Na realidade, as políticas urbanas de mobilidade de atração de peões e ciclistas para as cidades, são as mesmas ou muito similares às políticas de promoção da segurança rodoviária.
By Wittink, Roelof, I-ce Interface for Cycling Expertise: |
Nos gráficos acima, que provêm de fontes diferentes, podemos constatar, que os dados demonstram que as melhores políticas para promover a segurança de ciclistas, não é de todo censurá-los ou incriminá-los por passarem sinais vermelhos, mas na realidade atrair mais ciclistas para as ruas. Os dados extraídos de diversos países mostram invariavelmente que quanto mais km se pedala, menor são as fatalidades por km percorrido. Ou seja, existe uma relação inversamente proporcional entre a atividade ciclística e a sinistralidade rodoviária para esses mesmos ciclistas. Pelo contrário, após coligidos e combinados os dados sobre sinistralidade rodoviária com o número de km percorridos em alguns estados da União Europeia, constata-se que para o automóvel não existe essa relação.
Se analisarmos o gráfico acima onde são consideradas as fatalidades por pessoa-km, percebemos que não existe relação entre maior massificação do automóvel, e a probabilidade de um determinado indivíduo ter um acidente ao longo de um km. Ou seja, a sinistralidade rodoviária devido ao automóvel por pessoa por km, aparenta não depender dos km percorridos por pessoa por dia, sendo que praticamente todos os países têm taxas de utilização do automóvel próximas dos 30km percorridos em média por pessoa-dia, com sinistralidades variadas. Essa variação na sinistralidade poderá depender, estou em crer, de questões culturais e de respeito pelos códigos da estrada, ou de medidas de promoção da segurança rodoviária em cada país (compare-se por exemplo Itália e Suécia).

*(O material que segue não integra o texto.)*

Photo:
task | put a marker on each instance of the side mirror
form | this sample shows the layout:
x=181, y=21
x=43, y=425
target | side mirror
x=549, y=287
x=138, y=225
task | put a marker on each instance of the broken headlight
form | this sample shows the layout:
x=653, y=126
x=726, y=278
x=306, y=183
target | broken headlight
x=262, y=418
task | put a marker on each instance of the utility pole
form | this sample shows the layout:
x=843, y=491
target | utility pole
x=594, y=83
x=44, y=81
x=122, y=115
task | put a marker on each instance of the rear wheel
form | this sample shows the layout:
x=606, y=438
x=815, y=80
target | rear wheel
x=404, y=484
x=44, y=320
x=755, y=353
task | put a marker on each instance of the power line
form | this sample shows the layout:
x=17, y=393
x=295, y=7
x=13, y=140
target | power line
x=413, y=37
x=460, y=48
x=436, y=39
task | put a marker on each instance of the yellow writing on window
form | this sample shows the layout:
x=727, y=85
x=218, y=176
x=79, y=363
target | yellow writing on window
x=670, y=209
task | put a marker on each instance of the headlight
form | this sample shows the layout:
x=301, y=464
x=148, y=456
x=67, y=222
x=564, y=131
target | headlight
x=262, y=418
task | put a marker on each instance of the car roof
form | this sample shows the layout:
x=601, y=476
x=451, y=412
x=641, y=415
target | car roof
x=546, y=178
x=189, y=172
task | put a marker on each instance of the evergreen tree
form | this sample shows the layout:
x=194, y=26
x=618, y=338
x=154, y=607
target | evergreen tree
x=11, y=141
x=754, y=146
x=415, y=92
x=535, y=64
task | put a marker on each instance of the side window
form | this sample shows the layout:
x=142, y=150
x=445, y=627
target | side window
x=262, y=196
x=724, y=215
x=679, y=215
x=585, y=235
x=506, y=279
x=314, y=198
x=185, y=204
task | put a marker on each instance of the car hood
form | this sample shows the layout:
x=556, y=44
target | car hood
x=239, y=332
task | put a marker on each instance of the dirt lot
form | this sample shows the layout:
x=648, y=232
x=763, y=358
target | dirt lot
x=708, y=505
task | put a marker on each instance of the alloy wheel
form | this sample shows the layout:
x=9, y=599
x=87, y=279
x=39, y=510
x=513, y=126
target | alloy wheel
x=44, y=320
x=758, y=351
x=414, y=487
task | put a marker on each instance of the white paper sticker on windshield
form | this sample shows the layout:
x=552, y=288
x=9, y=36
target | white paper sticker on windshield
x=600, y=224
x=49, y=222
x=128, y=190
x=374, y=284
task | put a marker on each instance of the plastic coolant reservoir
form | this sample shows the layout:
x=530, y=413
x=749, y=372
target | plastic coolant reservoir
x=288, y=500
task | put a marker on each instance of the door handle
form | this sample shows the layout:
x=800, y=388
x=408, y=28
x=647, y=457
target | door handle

Estas diferenças na segurança rodoviária entre a massificação da bicicleta e do automóvel não são de estranhar, pois a bicicleta por norma é um veículo cujo peso total com o passageiro deverá rondar em média os 90kg, a uma velocidade em média de cerca de 15km/h. Pelas leis da mecânica clássica, um automóvel de uma tonelada a 50km/h tem uma energia cinética 120 vezes superior à da bicicleta com o seu passageiro. Num caso de atropelamento, sendo a energia cinética do veículo um fator preponderante para a fatalidade do acidente, percebe-se facilmente que o risco de acidente com um automóvel é incomensuravelmente maior do que um acidente com uma bicicleta, por muito ousadas que sejam as manobras do ciclista.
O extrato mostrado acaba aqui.